The man sat opposite us has just put on a Paddington Bear tie. Suffice to say there won't be any forced wackiness where we're going, only genuine (or at least intoxicant-fuelled) insanity.
Not even on site yet, and already we're bumping into familiar faces - in this case my cousin Claire, who just happens to be sat in the very same carriage as us.
Grey skies greet our arrival at Worthy Farm, but spirits are nevertheless high - the journey has been hassle-free; a prime spot at the top of Pennard Hill has been secured by our party, some of whom left Birmingham at 4am the previous day; and our tent, sent on ahead of us in the boot of someone's car, has already been assembled. A toast is called for - now where did we put that box of cider?
The drizzle's eased off and occasional short-lived spells of sunshine are met with loud roars of approval. We're up at the Stone Circle, watching the Green Police blowing whistles and ticking people off for pissing in hedges, and engaging in a discussion of the practicalities of the cardboard she-pee funnels that is soundtracked by the incessant low thud of bongo-bashing.
Primitive alpha male instincts kick in as we pass a coconut shy. Must show off throwing prowess. We get three throws each, my second ball pinging off the central coconut. It wobbles on its perch but ultimately refuses to fall to the ground. It's like that scene towards the end of 'The Big Lebowski' when Donny is denied a strike by one solitary stubborn pin - except that I'm not subsequently ambushed by baseball-bat-wielding nihilists in a car park, of course.
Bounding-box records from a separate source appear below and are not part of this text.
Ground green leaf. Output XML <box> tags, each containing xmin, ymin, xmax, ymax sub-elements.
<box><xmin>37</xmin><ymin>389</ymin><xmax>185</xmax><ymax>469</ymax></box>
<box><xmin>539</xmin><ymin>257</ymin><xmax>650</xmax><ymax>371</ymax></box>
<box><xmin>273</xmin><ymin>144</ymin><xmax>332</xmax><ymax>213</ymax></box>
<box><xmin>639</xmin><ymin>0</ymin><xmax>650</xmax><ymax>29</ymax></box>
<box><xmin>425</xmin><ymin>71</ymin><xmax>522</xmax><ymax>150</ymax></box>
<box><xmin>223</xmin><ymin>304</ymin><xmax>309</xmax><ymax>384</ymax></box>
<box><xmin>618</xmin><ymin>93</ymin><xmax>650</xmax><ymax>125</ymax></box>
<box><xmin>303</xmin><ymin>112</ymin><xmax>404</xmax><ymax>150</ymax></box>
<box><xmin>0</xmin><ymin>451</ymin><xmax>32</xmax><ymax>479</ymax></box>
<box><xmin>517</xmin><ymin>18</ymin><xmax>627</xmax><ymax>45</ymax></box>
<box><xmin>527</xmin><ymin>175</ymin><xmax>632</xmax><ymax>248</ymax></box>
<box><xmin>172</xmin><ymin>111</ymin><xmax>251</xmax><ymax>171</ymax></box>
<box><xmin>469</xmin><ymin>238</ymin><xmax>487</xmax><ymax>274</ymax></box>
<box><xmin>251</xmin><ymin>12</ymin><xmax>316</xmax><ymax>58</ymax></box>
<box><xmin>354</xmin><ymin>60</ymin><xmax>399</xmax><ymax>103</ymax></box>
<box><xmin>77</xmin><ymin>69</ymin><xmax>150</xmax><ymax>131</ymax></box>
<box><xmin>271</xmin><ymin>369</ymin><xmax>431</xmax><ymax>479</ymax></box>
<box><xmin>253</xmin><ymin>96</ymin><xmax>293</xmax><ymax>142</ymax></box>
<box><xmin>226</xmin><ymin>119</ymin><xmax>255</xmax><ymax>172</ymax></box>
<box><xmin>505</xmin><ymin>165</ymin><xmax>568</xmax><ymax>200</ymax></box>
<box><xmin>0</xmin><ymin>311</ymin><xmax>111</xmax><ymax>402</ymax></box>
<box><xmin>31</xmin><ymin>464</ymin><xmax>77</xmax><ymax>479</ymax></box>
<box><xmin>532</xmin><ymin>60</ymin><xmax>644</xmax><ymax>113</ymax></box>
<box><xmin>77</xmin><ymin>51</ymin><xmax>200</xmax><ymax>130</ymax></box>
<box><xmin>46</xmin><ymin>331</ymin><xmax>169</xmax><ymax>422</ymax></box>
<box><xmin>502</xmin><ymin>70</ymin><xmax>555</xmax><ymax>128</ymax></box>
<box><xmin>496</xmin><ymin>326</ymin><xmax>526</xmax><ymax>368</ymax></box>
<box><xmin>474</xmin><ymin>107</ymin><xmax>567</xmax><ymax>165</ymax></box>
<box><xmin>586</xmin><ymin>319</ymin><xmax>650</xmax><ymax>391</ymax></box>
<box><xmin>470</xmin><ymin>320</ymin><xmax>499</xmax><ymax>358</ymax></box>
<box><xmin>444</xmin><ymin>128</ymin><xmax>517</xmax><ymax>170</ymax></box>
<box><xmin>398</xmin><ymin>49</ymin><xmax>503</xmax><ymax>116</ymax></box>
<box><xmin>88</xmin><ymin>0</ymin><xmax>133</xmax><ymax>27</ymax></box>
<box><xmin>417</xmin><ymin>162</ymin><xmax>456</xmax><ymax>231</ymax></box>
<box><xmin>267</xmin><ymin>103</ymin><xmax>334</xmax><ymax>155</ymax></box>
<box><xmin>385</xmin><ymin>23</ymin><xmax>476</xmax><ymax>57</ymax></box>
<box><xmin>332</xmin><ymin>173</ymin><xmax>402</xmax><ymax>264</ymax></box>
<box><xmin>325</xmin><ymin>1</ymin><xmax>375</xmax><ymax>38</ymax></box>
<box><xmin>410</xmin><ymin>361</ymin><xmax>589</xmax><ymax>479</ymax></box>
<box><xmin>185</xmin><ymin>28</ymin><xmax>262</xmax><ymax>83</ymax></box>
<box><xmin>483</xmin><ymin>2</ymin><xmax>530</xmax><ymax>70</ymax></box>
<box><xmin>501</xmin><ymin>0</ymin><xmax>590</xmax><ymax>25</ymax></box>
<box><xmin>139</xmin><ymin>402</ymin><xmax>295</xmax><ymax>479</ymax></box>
Jenni and I are collared outside the Guardian's Soulmates tent. Already being a couple is a handy excuse for wriggling out of the speed-dating, though Jenni is roped into a questionnaire. If she could meet any dead person, who would it be? "Admiral Lord Nelson". If she was an animal, what would she most like to be? "A goose"... Meanwhile, a man in a penguin suit pogos past.
Is it the cider, or has someone on Pennard Hill really constructed a fucking geodesic dome? Tent envy - it's a terrible thing.
Overheard: "I have no problems getting an erection, Kate, as you well know".
I rendez-vous with Andy, who's been here since Tuesday working in the property lock-ups for Birmingham Friends of the Earth, and then Olav and friends, who have secured a prime sprawling location on the grass by the Pyramid Stage (yes, really, grass by the Pyramid Stage!), within easy reach of the Burrow Hill cider bus.
Crossing the site we pass a man wearing nothing but a distressingly small thong and carrying a large flag. Andy: "I know him - he's a male stripper. I met him speed-dating"...
Up at the Stone Circle again, and we witness the first thing that will live long in the memory from this year's festival. A man with devil horns clambers up on top of Banksy's Portaloo tribute to Stonehenge and stands with legs apart brandishing bright red flares in each hand. It's a spectacular sight in the gathering dusk, everyone turning to look and cheer - and then, just as Graham is filming it on his mobile phone, cheery preacher and Glastonbury stalwart Lindsey Hamon wheels his enormous wooden cross past in the foreground. The timing is impeccable. We look on in stunned amusement as the cry goes up: "Oi, Jesus, mind my beer!"
Another distinctively Glastonbury moment follows soon afterwards. A man wearing a plastic policeman's helmet and propelling a child in a pushchair at breakneck speed careens through the crowd bellowing "Anyone got any pills?" Five minutes later and we've all joined dozens of strangers in forming a huge hokey cokey circle. This place just has that kind of effect.
Sat in comfort around a table in Greenpeace's Cafe Tango. A guy who looks like an extra from 'Heavy Metal Parking Lot' jigs about to the music on his own and Alison is using her penguin-on-a-stick to joust with a small nervous-looking child. I, meanwhile, decide that this is the time and place to experiment with a new cocktail consisting of flat lager and cheap vodka.
Hurrah! Tents successfully located, we're huddled around a fire. But the early start is taking its toll - it's time for bed, the ever-resourceful Jenni inflating the now empty sac from the box of cider for use as a makeshift pillow.